Extracting uniform randomness from noisy source

Tue Aug 6 23:10:45 EDT 2002

At 0500 AM 8/6/02 +0000, David Wagner wrote
>Amir Herzberg  wrote
>>Oops, sorry, I wasn't clear above; AES_k is of course using the CBC_MAC 
>>using AES.

>I don't believe this is secure, either.
>
>Notice that you never gave a security theorem, or a proof of security.
>If the goal is a construction with a rigorously justified security
>analysis, this deficiency should be a warning sign.  And in fact, there
>are some attacks, as I show below.

The thing that struck me, thinking about this, is that the kind of security
proof available for any of these primitives is a poor fit for the actual
problem.  That's pretty-much a recipe for getting proposals that don't work
in practice.

Would it make sense to differentiate the two different things we're trying
to do, here?  

a.  Map the entropy from one string sampled from a large set with only
approximately-known distribution to a short string, in such a way that we
have a strong expectation that the short string will have a uniform
distribution.

b.  Output the result in a way that doesn't leak partial information about
its inputs, and that (if full entropy was provided in the input) isn't
distinguishable from a random value in practice. 

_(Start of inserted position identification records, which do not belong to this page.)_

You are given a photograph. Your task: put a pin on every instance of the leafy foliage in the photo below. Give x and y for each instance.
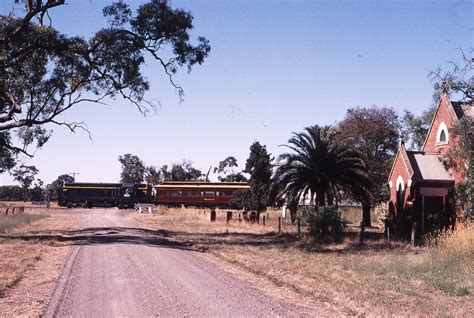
(259, 167)
(53, 188)
(226, 171)
(44, 72)
(456, 79)
(381, 213)
(25, 175)
(372, 132)
(133, 169)
(321, 221)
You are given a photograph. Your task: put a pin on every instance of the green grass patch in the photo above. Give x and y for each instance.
(9, 222)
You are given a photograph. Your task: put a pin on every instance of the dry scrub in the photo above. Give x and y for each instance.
(29, 263)
(375, 279)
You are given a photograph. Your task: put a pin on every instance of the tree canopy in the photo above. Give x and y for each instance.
(372, 132)
(259, 166)
(321, 167)
(133, 169)
(226, 171)
(44, 72)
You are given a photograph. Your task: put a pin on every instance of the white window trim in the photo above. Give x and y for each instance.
(442, 127)
(400, 182)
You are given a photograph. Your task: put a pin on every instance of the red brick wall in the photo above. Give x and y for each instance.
(442, 115)
(399, 169)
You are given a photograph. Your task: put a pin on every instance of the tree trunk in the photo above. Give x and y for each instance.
(366, 213)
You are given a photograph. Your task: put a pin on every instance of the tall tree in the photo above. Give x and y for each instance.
(54, 187)
(181, 172)
(133, 169)
(153, 175)
(43, 72)
(373, 132)
(320, 166)
(25, 175)
(226, 171)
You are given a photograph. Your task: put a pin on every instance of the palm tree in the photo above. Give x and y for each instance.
(320, 167)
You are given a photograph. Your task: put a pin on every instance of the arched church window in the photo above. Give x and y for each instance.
(442, 136)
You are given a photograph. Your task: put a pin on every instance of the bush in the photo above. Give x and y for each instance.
(381, 213)
(323, 221)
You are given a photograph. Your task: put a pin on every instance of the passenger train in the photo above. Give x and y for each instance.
(126, 195)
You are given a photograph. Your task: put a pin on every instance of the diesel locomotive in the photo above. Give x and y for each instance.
(87, 195)
(126, 195)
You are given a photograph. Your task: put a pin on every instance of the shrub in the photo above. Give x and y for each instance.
(323, 221)
(381, 213)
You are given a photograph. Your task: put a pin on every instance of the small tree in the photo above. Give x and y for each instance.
(153, 175)
(372, 132)
(54, 187)
(259, 167)
(181, 172)
(25, 175)
(133, 169)
(227, 172)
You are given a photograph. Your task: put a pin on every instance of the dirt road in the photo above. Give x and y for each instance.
(117, 268)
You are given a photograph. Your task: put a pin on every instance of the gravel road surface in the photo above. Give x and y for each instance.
(117, 268)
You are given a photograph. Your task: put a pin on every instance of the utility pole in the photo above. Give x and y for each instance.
(73, 174)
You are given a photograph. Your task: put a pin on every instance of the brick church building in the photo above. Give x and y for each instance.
(420, 186)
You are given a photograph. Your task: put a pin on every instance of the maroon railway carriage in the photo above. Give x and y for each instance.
(197, 193)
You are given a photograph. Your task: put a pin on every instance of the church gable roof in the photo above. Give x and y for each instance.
(428, 167)
(463, 109)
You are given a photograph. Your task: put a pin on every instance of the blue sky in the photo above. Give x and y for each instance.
(275, 68)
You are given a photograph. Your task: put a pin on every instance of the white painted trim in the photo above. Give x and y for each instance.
(434, 192)
(442, 127)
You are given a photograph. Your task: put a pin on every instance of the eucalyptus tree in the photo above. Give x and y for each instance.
(319, 166)
(373, 132)
(44, 72)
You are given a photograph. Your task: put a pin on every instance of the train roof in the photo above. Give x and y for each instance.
(103, 185)
(202, 185)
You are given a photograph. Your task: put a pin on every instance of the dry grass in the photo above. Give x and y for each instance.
(375, 279)
(19, 259)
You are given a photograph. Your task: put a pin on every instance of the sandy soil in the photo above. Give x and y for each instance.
(118, 268)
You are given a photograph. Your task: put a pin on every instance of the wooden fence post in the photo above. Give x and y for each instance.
(413, 233)
(361, 232)
(299, 227)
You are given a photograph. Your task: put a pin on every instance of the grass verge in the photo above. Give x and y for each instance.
(9, 222)
(374, 279)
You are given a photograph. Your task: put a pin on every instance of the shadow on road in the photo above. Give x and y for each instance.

Also, in a practical system, we're likely to want:

c.  Output the result in a way that is expected to be unconditionally
secure (indistinguishable from random to unbounded attackers) if there was
sufficient entropy in the input, and computationally secure (reducing to
the strength of AES, HMAC-SHA1, etc.) if not.

>For instance, suppose all the entropy of the input is contained in just
>one block say, the first block varies, and all other blocks are fixed
>at all-zeros.  Then we can mount the same attack I described before to
>distinguish a pseudorandom output from a true-random value.  Simply take
>the output, decrypt it backwards as far as you can go, assuming all-zeros
>in the trailing blocks, and the result will be a candidate value for
>the first block of input; if it looks like a plausible input sample,
>then you probably received an output from the pseudorandom source,
>else you probably received true-random bits.

Er, how much entropy are you assuming in this input?  I see two possibilities:

a.  The first input block is a random 128-bit value, and the rest of the
inputs are known.  Decrypting this with the known key doesn't let you
distinguish the output from a random block, since you can always decrypt
any random 128-bit block in this way and get a random 128-bit block.

b.  The first input block is not a random 128-bit value, and can reliably
be distinguished from one.  In this case, the input just doesn't have full
entropy, and any known function you apply to it with a 128-bit output is
distinguishable from a random output.  A one-way function just makes it
harder to distinguish these outputs, for a computationally-bounded
attacker.  But how important this is depends on our assumptions about the
attacker's abilities; if we assume the attacker can do 110-bit searches,
then he can generally distinguish the output of *any* known function with
only 110 bits of entropy with reasonable probability.  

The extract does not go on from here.